Он был среди факельщиков, сгонявших толпу жертв. Дворецкий низко поклонился, на его лице не отразилось никакого понимания того, что я имел в виду. Он придержал для меня занавески на входе в гостиную, и, поднимаясь по лестнице к своей комнате, я спиной чувствовал на себе его взгляд. Я остановился в коридоре и выглянул в окно. Небо затянули облака, наполовину закрыв луну на ущербе. Ночь была темной и тихой. В широком старинном коридоре - никаких шепчущихся и шевелящихся теней. Я вошел в свою комнату, разделся и лег в кровать. Было почти десять часов.
Прошло около часа, пока я пытался уснуть. Затем произошло то, чего я ожидал. Кто-то был в комнате, и по странному тонкому аромату я заключил, что это Дахут и что она стоит у самой моей кровати. Я слышал, как она наклонилась, прислушиваясь к моему дыханию, а затем ее пальцы легко, будто порхающие мотыльки, коснулись шеи и запястья, прощупывая пульс. Я вздохнул и повернулся на другой бок, притворившись, что сплю. Ее аромат развеялся, но я знал, что Дахут стоит, прислушиваясь, у драпировки. Она стояла там несколько долгих минут, а затем я услышал едва уловимый щелчок: она ушла.
Тем не менее я подождал, пока стрелки часов не укажут одиннадцать и лишь после этого выскользнул из кровати и натянул штаны, рубашку, темный свитер и туфли.
Дорога от дома вела прямо к охраняемым воротам в полутора милях отсюда. Я не думал, что дорогу патрулируют, поэтому собирался пройти по ней до тех пор, пока до ворот не останется около полумили, затем свернуть влево, достичь стены и вдоль нее добраться до скалы, где меня должен ждать Макканн. Конечно, хозяин гостиницы говорил, что на этот скалистый уступ не попасть с моря, но я не сомневался, что Макканн найдет способ. Я легко мог провернуть все за полчаса.

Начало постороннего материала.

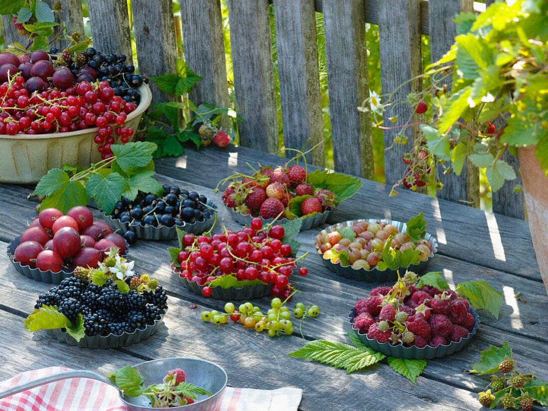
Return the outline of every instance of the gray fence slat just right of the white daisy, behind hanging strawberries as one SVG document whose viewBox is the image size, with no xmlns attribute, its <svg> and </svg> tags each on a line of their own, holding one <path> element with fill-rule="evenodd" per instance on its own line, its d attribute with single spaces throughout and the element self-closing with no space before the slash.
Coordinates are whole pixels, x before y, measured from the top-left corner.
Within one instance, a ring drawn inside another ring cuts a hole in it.
<svg viewBox="0 0 548 411">
<path fill-rule="evenodd" d="M 383 95 L 394 92 L 392 101 L 383 114 L 384 124 L 392 125 L 390 118 L 397 117 L 396 125 L 403 125 L 409 119 L 418 119 L 413 107 L 405 101 L 411 92 L 422 88 L 421 80 L 415 78 L 422 72 L 419 0 L 395 0 L 379 3 L 379 45 L 381 87 Z M 400 87 L 401 85 L 401 87 Z M 385 97 L 386 102 L 387 97 Z M 384 130 L 384 145 L 391 147 L 385 151 L 386 184 L 397 183 L 407 172 L 402 161 L 403 153 L 413 147 L 418 128 L 407 129 L 407 144 L 396 144 L 394 138 L 398 129 Z"/>
</svg>

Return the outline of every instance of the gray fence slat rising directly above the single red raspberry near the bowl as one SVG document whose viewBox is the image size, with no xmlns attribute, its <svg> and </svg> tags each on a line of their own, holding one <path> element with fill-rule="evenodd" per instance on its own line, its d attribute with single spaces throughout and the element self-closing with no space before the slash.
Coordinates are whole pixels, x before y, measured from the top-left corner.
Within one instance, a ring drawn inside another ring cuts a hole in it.
<svg viewBox="0 0 548 411">
<path fill-rule="evenodd" d="M 180 0 L 185 60 L 203 77 L 191 90 L 196 104 L 229 106 L 221 6 L 218 0 Z"/>
</svg>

Я вышел в коридор, прокрался к ступенькам и посмотрел вниз. Там горел тусклый свет, но слуг не было видно. Я спустился по лестнице и очутился у входной двери. Она была не заперта. Закрыв ее за собой, я спрятался в тени рододендронов и осмотрелся.
Здесь дорога делала поворот, и спрятаться вокруг было негде. Облака расступились, луна светила ярко, но дальше я мог бы укрыться за деревьями, растущими по краям дороги. Я метнулся в тень. Здесь я остановился и подождал около пяти минут, следя за домом. Окна оставались темными, из дома не доносилось ни звука. Я продолжил путь вдоль дороги.

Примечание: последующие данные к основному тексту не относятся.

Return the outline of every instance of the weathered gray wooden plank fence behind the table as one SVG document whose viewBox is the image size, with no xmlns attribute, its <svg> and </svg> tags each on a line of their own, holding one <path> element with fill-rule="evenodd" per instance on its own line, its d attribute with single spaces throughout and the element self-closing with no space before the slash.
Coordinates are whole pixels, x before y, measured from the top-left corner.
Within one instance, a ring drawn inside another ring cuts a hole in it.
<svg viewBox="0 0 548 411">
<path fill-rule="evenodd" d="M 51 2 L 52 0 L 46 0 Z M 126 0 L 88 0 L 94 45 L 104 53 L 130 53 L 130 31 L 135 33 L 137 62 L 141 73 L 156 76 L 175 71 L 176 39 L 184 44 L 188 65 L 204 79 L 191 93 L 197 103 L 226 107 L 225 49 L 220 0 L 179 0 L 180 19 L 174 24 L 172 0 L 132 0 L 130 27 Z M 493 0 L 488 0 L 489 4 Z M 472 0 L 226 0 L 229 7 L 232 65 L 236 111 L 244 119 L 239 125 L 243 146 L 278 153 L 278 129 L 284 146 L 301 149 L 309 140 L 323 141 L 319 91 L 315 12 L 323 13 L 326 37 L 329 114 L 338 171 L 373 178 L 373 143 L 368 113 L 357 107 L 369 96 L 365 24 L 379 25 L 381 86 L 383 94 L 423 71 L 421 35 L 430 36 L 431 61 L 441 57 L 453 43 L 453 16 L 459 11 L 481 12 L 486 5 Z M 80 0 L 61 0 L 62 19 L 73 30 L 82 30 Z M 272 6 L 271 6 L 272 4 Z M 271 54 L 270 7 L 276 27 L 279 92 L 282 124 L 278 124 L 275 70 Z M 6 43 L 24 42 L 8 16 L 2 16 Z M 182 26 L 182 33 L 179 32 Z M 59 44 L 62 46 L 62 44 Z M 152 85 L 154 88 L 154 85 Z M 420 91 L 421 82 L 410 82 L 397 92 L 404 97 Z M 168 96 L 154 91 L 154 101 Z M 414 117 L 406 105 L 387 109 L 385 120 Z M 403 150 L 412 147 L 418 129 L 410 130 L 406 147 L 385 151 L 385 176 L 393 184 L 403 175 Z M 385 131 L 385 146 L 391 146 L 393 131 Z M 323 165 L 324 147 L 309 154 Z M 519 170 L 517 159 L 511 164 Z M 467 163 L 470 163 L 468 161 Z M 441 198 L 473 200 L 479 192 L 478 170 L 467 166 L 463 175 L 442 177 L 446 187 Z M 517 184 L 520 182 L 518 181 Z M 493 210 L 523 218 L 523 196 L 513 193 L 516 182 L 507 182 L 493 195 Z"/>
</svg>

Я шел не так долго, прежде чем наткнулся на узкую аллею, вильнувшую влево. Насколько я мог разглядеть в лунном свете, она была прямой и вела примерно в направлении той самой скалы. Если так, то пройти по ней было бы не только быстрее, но и безопаснее. Я повернул. Через несколько дюжин ярдов деревья закончились. Аллея продолжалась дальше, но по краям ее росли кусты, слишком высокие, чтобы смотреть поверх них, и слишком густые, чтобы смотреть сквозь.
Я прошел еще около полумили, прежде чем у меня возникло отчетливое чувство, что за мной кто-то идет. Это чувство было очень тревожным - будто что-то злобное следовало за мной по пятам. Казалось, оно было уже за моей спиной - тянуло ко мне руки! Я развернулся и выхватил пистолет из кобуры.

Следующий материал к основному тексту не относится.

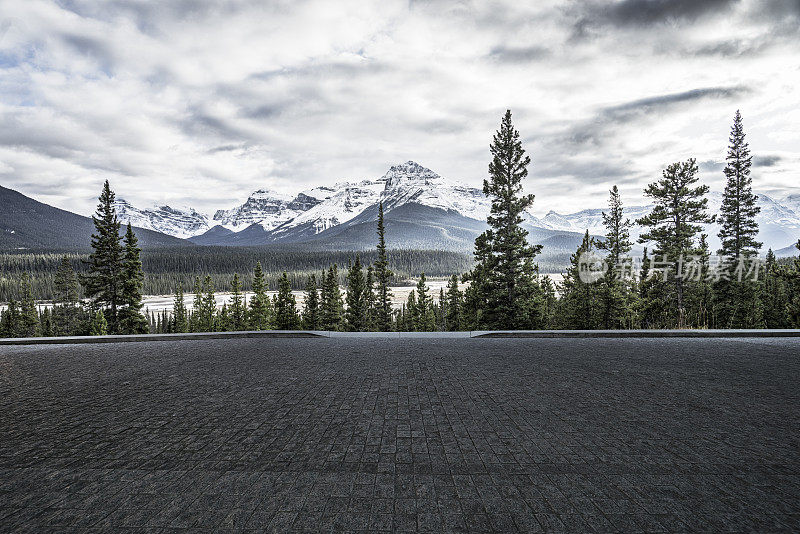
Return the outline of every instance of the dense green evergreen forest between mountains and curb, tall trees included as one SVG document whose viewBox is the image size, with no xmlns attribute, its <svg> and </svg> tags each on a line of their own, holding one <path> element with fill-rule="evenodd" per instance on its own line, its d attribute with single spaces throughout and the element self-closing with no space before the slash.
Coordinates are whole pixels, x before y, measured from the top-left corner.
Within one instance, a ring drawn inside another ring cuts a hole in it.
<svg viewBox="0 0 800 534">
<path fill-rule="evenodd" d="M 108 182 L 100 195 L 88 255 L 0 256 L 0 337 L 143 332 L 309 329 L 435 331 L 619 328 L 800 328 L 800 256 L 761 256 L 752 156 L 734 116 L 720 213 L 708 212 L 708 186 L 693 158 L 668 165 L 644 193 L 652 211 L 631 221 L 616 186 L 603 213 L 606 234 L 587 231 L 558 284 L 543 275 L 522 227 L 534 195 L 522 192 L 531 163 L 506 112 L 491 145 L 483 192 L 489 229 L 472 258 L 441 251 L 388 250 L 380 204 L 374 252 L 309 252 L 286 247 L 152 249 L 130 225 L 121 233 Z M 720 223 L 720 250 L 703 224 Z M 630 228 L 645 231 L 641 258 Z M 800 240 L 796 247 L 800 254 Z M 237 274 L 238 273 L 238 274 Z M 459 276 L 459 273 L 460 276 Z M 435 298 L 430 276 L 450 275 Z M 416 280 L 399 310 L 392 282 Z M 344 287 L 344 291 L 342 288 Z M 297 302 L 292 289 L 305 295 Z M 277 290 L 269 297 L 267 291 Z M 243 291 L 252 296 L 247 301 Z M 217 307 L 216 291 L 230 298 Z M 191 307 L 184 292 L 194 293 Z M 171 314 L 145 317 L 142 294 L 174 293 Z M 55 305 L 37 309 L 36 298 Z"/>
</svg>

Позади никого не было - лишь тянулась темная аллея.
Мое сердце колотилось, будто я только что пробежал кросс, ладони и лоб вспотели, я почувствовал головокружение. Справившись со своим состоянием, я продолжил путь, сжимая в руке пистолет. Пройдя дюжину шагов, я почувствовал, как оно приближается снова - ближе, ближе, ближе… быстрее и быстрее… как прыгает на меня.
Я поборол приступ паники и обернулся вновь - и снова за мной лишь стелилась пустая аллея.